Dust storm at destroyed Beirut port raises health concerns

Lebanon’s leading air pollution expert issues warning about residents’ exposure to carcinogenic asbestos fibres

An aerial view shows the massive damage done to Beirut port's grain silos (C) and the area around it on August 5, 2020, one day after a mega-blast tore through the harbour in the heart of the Lebanese capital with the force of an earthquake, killing more than 100 people and injuring over 4,000. - Rescuers searched for survivors in Beirut in the morning after a cataclysmic explosion at the port sowed devastation across entire neighbourhoods, killing more than 100 people, wounding thousands and plunging Lebanon deeper into crisis. (Photo by - / AFP)
Beta V.1.0 - Powered by automated translation

Images of a dust storm at Beirut port were circulated widely on Wednesday amid renewed health fears about residents’ exposure to carcinogenic asbestos fibres, about three months after a deadly blast destroyed thousands of buildings and killed at least 190 people.

“There are a lot of hazardous chemicals at the port, including asbestos,” said Najat Saliba, head of the atmospheric and analytical lab at the American University of Beirut.
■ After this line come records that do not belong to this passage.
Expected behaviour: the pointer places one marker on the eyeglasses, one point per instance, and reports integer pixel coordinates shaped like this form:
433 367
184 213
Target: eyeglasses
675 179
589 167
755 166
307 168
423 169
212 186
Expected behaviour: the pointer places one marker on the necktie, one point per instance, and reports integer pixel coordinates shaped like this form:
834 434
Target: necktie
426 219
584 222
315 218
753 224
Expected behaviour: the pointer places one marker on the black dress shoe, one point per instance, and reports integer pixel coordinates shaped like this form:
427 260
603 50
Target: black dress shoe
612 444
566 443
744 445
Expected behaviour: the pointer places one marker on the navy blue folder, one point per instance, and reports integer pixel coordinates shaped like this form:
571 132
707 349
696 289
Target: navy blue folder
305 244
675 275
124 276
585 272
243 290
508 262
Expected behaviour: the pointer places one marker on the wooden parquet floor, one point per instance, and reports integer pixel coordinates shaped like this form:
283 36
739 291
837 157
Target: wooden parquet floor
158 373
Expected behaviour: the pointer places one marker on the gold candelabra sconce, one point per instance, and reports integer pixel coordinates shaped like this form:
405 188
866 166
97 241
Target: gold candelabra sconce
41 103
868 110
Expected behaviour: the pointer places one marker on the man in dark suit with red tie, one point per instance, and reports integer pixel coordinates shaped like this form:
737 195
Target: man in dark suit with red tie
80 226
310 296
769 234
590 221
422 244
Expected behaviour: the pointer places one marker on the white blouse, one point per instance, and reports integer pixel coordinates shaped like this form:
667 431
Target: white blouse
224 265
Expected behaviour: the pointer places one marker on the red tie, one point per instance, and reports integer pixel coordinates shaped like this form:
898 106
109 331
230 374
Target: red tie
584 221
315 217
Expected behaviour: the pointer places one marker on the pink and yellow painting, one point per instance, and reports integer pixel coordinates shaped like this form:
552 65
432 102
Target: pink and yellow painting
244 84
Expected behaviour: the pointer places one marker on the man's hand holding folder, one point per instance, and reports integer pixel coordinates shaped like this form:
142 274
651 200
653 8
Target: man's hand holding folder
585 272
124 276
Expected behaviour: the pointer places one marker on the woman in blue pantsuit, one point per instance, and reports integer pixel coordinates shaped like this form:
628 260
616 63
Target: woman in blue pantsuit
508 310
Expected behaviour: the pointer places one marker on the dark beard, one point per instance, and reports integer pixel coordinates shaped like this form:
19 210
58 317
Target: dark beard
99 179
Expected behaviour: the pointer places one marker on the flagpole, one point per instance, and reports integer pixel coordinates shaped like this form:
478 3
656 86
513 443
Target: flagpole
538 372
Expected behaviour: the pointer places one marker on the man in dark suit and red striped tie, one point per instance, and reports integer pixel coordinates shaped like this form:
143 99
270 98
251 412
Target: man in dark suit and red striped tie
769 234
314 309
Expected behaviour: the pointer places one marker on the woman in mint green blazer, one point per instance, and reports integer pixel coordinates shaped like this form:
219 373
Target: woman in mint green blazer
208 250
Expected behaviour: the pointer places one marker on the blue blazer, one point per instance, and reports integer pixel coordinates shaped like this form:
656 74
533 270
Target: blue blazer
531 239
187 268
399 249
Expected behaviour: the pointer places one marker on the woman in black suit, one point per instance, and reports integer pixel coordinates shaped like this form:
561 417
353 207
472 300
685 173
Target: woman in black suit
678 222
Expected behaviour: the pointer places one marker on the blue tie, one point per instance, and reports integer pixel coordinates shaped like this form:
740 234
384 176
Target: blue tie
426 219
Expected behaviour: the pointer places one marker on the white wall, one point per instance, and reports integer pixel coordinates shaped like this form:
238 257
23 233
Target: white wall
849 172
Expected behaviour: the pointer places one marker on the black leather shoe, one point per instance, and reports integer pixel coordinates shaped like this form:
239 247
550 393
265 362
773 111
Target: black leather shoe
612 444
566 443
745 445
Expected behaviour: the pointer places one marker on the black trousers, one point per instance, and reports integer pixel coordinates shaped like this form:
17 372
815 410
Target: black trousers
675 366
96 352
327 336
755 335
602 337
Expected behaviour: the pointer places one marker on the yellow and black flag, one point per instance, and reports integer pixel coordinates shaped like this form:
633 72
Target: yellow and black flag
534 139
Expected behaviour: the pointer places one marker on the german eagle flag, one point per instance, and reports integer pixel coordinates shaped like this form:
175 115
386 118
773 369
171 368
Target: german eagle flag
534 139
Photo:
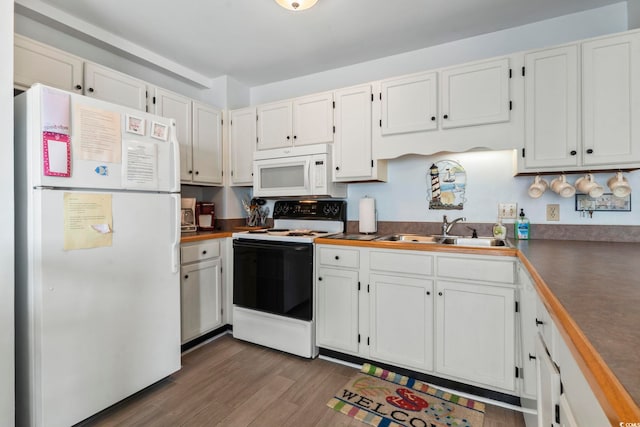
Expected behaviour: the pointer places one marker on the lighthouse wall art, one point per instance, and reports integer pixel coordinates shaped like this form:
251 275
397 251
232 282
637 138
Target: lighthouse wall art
448 181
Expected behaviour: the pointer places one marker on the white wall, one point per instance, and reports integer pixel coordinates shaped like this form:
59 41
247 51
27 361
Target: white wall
592 23
7 411
490 180
28 27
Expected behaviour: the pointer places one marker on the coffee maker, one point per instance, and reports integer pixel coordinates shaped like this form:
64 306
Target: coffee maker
205 215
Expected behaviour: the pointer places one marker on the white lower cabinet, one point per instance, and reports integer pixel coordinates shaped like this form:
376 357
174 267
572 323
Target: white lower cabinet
337 309
385 305
401 328
200 289
475 333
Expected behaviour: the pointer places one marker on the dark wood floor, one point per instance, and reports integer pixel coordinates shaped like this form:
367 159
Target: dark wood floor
229 383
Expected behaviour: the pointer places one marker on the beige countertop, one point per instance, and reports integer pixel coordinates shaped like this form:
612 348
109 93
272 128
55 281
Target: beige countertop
592 291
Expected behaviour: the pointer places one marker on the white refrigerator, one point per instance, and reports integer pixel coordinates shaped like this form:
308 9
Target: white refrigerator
97 254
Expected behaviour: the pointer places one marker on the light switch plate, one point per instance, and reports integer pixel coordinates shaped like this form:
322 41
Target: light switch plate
553 212
507 210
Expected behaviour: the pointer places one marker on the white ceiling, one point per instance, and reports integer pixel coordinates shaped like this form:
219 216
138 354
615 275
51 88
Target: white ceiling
257 42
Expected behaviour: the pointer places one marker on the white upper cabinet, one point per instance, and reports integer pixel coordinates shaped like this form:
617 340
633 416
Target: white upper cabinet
582 104
475 94
452 109
242 142
178 107
113 86
313 119
352 147
552 108
611 100
275 125
207 144
38 63
302 121
409 104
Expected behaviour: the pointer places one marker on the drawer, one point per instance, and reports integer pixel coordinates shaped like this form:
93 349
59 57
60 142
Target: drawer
200 251
338 257
482 269
401 262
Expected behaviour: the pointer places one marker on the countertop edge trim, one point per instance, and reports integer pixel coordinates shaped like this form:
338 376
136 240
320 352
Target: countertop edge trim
616 402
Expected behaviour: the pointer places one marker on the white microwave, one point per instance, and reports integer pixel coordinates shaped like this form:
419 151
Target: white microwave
295 172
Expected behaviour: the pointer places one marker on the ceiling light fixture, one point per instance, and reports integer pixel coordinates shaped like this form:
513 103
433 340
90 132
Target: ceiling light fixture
296 5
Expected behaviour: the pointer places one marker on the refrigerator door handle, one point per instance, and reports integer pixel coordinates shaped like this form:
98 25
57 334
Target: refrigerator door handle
175 253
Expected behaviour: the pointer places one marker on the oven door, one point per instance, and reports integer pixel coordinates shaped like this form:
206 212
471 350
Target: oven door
275 277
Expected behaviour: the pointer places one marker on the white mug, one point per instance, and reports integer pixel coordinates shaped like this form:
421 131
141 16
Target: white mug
619 185
538 187
588 185
562 187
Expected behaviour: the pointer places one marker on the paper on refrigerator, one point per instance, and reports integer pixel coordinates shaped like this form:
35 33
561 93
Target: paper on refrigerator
88 220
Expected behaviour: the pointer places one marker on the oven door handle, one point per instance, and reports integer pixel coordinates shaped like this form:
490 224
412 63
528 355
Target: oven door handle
242 243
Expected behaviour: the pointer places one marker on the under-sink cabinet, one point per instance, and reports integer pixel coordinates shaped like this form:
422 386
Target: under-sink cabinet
447 315
201 288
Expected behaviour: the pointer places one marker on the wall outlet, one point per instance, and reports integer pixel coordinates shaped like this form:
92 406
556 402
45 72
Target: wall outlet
507 210
553 212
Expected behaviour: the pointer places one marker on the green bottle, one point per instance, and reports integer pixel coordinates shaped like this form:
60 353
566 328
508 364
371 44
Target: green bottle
522 227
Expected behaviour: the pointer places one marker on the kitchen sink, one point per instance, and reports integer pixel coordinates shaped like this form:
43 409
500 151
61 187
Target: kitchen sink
444 240
472 241
409 238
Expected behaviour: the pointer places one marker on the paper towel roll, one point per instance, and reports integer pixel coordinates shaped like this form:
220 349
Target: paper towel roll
367 215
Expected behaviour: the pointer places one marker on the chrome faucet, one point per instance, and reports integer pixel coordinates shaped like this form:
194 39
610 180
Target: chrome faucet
446 225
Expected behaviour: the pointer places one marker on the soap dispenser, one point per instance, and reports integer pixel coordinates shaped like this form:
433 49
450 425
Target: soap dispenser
499 230
522 227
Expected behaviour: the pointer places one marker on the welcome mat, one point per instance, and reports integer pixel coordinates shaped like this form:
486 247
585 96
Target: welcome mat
383 398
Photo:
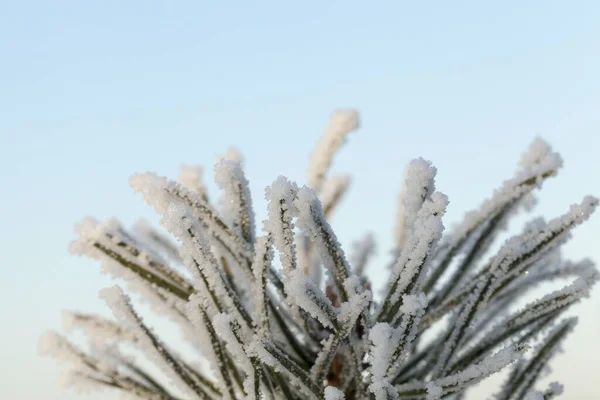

Videos shared online showed clouds of dust rising several metres above the damaged port.

The National was not able to verify them independently.

Documents released by the United Nations after the August 4 explosion show that asbestos is one of many hazardous materials found at the port.

Other dangerous chemicals include hydrofluoric acid oxidizer – a highly corrosive chemical that removes stains from metal – and bleaching agents such as benzoyl peroxide and calcium hypochlorite.

The Lebanese authorities said that the blast was accidentally caused by a welder working in a warehouse where 2,750 tonnes of ammonium nitrate were stored.

“If people are close to the area and see the dust coming their way, they should close their windows and not go outside,” Ms Saliba said.

People who do go out should wear double masks at least, she said.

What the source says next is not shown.